We analyzed the effective diffusivity maps along RBCs contours, and evaluated the distributions of events within a phase space defined by diffusivity and flickering variance as independent variables. This analysis offers insights into membrane dynamics for both free-standing and trapped populations. We obtained the effective diffusivity, D(θ), by using the one-dimensional Einstein relationship, MSD(τ,θ)=2D(θ)τ, to reproduce the local MSD obtained in the short time range τ<τ0. Figures 6A and 6B shows the σδh(θ) and D(θ) maps obtained for a representative RBC in both the free (left panels), and the trapped states (right panels). Similar to membrane deformation, diffusivity maps of free-standing RBCs reveal a heterogeneous distribution of hot spots characterized by rapid membrane displacements. Additional D(θ) maps for different RBCs are reported in Figure S6. Since each membrane location exhibits distinct kinetic diffusivity and elastic deformability, we evaluated the density of states in the D and σδh2 space for both populations, as depicted in Figure 6C.

Figure 6.

Figure 6

Diffusivity maps

(A and B) Maps of flickering deformation, σδh, and effective diffusivity, D, evaluated for the same free-standing (left panels) and trapped RBC (right panels). Black lines represent the mean position of the membrane. Scale bar is 2 μm.

(C) Density of states of flickering events in the space given by (D,σδh2) reported as the logarithm of the number of events for free-standing (left panel) and trapped RBC populations (right panel).

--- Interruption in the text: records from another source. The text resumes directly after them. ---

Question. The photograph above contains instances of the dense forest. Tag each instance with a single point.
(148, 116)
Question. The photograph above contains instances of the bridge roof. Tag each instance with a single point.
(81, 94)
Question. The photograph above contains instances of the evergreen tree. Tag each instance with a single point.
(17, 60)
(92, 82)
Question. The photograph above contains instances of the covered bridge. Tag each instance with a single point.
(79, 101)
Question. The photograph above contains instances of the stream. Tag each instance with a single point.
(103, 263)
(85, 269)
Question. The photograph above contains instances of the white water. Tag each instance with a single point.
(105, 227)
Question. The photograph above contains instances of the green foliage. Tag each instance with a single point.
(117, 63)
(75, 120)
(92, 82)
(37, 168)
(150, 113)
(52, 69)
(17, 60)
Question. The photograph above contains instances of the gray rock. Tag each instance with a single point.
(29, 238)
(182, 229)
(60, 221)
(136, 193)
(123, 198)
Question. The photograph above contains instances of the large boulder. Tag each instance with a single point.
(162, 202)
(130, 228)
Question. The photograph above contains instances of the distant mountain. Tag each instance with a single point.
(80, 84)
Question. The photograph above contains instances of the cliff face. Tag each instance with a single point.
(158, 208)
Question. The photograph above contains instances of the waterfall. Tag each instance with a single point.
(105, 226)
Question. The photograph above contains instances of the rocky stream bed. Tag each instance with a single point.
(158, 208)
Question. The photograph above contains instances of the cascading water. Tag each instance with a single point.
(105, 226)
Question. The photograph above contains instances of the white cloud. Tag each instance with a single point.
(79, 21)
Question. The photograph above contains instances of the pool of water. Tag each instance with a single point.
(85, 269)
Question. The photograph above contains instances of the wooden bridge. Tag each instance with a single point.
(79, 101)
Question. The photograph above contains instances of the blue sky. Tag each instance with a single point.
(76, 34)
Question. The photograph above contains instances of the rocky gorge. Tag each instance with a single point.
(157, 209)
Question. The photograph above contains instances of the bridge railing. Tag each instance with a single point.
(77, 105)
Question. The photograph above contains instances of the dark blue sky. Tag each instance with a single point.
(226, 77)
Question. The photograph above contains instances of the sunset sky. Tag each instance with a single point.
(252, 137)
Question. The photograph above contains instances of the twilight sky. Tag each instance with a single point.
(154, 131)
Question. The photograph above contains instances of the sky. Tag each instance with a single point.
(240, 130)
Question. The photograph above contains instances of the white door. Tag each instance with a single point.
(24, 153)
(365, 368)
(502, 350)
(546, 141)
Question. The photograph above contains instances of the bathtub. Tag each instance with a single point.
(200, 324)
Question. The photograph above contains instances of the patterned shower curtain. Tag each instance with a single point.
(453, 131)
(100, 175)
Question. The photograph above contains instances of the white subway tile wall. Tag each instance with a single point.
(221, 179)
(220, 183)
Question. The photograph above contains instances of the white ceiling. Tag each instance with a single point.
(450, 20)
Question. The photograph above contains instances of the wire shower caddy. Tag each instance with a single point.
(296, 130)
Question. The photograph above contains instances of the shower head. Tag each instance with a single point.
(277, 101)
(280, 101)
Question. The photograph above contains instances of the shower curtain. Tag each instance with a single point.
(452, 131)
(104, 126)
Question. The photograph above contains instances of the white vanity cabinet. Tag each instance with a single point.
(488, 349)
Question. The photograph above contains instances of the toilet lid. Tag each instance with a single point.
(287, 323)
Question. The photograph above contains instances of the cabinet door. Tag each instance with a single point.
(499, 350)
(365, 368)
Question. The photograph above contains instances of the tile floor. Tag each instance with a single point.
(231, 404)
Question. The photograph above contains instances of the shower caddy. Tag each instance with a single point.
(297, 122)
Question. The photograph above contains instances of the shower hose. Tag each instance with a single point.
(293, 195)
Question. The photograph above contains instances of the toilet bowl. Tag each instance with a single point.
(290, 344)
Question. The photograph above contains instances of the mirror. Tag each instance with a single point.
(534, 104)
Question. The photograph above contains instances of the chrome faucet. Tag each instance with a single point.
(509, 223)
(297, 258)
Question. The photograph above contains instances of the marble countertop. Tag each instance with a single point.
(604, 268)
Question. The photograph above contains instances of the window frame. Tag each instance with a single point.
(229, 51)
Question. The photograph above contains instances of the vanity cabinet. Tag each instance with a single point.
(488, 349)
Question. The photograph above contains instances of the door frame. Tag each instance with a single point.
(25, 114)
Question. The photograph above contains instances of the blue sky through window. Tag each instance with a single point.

These maps highlight the differences between the two groups: free-standing RBCs (left panel) show a widespread distribution with strong diffusion D>20 nm2ms−1 and large fluctuations σδh2>1000 nm2, whereas trapped RBCs (right panel) show a more localized behavior, predominantly confined within the range D<15 nm2ms−1 and σδh2<1000 nm2. To quantify the dispersion of the density of states, we calculated the Pearson coefficient72 P(D:σδh2) that measures the linear correlation between kinetic (D) and potential (σδh2) parameters. A higher correlation was observed in the trapped population (Ptrap=0.74), compared to the free RBCs (Pfree=0.49), indicating a stronger association between diffusion and deformability in trapped cells. This distinction emphasizes the relationship in the (D,σδh2) space as a reliable indicator of cell activity.

Discussion

As proof-of-concept experiment, we developed HOTs to trap individual metabolically active RBCs by creating a potential landscape across the equatorial rim of their membrane. These stationary optical potentials were designed ad hoc based on real-time observation of the target cell, allowing for rapid deployment of the desired optical field (faster than 30 s after cell observation). Our HOTs operated under minimal invasiveness, avoiding the perturbative chemical binding required for bead-probe force transduction in conventional optical trapping. In addition, we employed a continuous-wave near-IR laser, which largely prevented cell aggregation or shape transformation due to irradiation, unlike visible and pulsed lasers due to hemoglobin light absorption.73,74 The trapping process exhibited negligible phototoxicity and had no discernible impact on cell morphology. Furthermore, we observed no significant changes in mechanical properties such as membrane tension, rigidity, and viscosity. Importantly, this optical manipulation was reversible, with all physical and biological degrees of freedom effectively restored upon deactivation of the HOTs.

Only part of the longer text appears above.